The Bank of India (BoI) received covid-19 debt overhaul requests from 50,000 borrowers for loans totaling ??6,100 crore, chief executive AK Das said, lower than the state bank had originally forecast.

“When we identified the eligible accounts, there were approximately 300,000 eligible accounts involving ??23,000 crores. In addition, from ??6,100 crore, we have already implemented ??1,200 crore of restructuring, ”Das told reporters on Wednesday.

After a six-month moratorium on loan repayments, the Reserve Bank of India (RBI) allowed banks to restructure loans from distressed borrowers without classifying them as bad debts, saving them from excess provisions.

Mint reported on February 8 that banks had so far agreed to overhaul ??$ 1,000 billion in stressed loans, slightly above 1% of their aggregate loan portfolios.

Analysts had estimated it to be between 2.5% and 4.5% of all loans.

The bank on Wednesday announced a more than five-fold increase in its net profit to ??541 crore in the December quarter as provisions fell.

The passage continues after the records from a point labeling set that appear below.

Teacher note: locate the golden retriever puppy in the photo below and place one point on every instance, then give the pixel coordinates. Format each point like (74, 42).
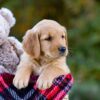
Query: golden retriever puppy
(45, 50)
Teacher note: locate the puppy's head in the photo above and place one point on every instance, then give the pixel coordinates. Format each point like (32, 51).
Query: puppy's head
(47, 38)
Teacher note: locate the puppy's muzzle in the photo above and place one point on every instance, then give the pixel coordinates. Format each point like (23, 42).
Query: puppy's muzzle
(62, 49)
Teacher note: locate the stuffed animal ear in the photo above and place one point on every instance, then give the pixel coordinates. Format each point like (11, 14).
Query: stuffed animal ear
(8, 15)
(31, 43)
(65, 31)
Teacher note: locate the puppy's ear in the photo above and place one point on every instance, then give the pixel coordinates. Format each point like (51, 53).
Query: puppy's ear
(31, 43)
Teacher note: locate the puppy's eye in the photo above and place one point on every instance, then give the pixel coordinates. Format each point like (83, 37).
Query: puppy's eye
(48, 38)
(62, 36)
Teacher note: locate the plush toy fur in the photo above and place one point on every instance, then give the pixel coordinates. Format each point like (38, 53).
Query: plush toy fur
(10, 47)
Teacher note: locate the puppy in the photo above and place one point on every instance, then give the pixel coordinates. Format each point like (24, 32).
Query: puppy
(45, 50)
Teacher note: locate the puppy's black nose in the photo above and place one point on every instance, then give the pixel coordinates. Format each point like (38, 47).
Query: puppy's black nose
(62, 49)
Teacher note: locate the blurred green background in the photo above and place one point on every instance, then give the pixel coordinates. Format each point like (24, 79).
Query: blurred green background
(82, 20)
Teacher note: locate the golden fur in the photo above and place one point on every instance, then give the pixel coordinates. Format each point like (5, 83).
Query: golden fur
(41, 56)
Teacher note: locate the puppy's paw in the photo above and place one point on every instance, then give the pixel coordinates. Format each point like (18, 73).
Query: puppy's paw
(44, 82)
(21, 81)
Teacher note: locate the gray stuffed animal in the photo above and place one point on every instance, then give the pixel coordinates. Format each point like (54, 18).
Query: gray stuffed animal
(10, 47)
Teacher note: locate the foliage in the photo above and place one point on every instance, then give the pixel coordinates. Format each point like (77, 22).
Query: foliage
(82, 19)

The total of its provisions and contingencies decreased by 50.68% compared to a year ago at ??1,980 crore in the December quarter. The bank’s net interest income (NII), the difference between interest earned and spent, decreased by 9.19% to ??3,740 crores. Its net domestic interest margin (NIM), a measure of profitability, was 2.81% as of December 31, 2020.

“We transferred around 60 basis points (bps) under the key rate transmission and in repo-linked loans (it was) around 40 bps. On the other hand, we only passed on 38 bps to our risk-weighted deposits. As the repricing of the deposits takes a little longer to show the effect, there was an impact on our NII, ”Das said.

The bank’s gross non-performing assets (APM) as a percentage of its gross advances stand at 13.25% as of December 31, 2020 compared to 16.3% in the same period last year. However, without the Supreme Court ruling of September 3 on asset classification, the bank’s gross bad debt ratio would have reached 14.59%.

“In the future, in the worst case, this gross NPA of 13.25% could at most rise to 14.25%. We are aiming for a recovery of ??2,500 crore in this quarter, of which ??575 crore has been made, ”Das said.

Unlike some of its peers, the bank does not see an increase in delinquency in the retail loan portfolio. Das said retail delinquencies are around 2.3%, which is very low compared to overall delinquency.

“We don’t see a lot of challenges in the retail space. In secured loans, as they call it, there will always be less delinquency compared to other segments and the collection margin is much better there as well. We do not anticipate a very serious challenge in the retail lending segment when it comes to asset quality, ”he said.

The lender’s loan book amounted to ??4.14 trillion in the December quarter, up 9.59% year-on-year. His total deposits amounted to ??6.11 trillion, 17.19% more than the same period last year.

“At the start of the year, we said that by going through the pandemic and the uncertainties, we would like to be less conservative because we were aware that there would be a lot of dams in the ecosystem and we had granted a (growth credit ) by 7.5%, ”Das said, adding that the bank would now revise its estimate of credit growth for FY21 to 8-8.5% and 10-12% in FY22.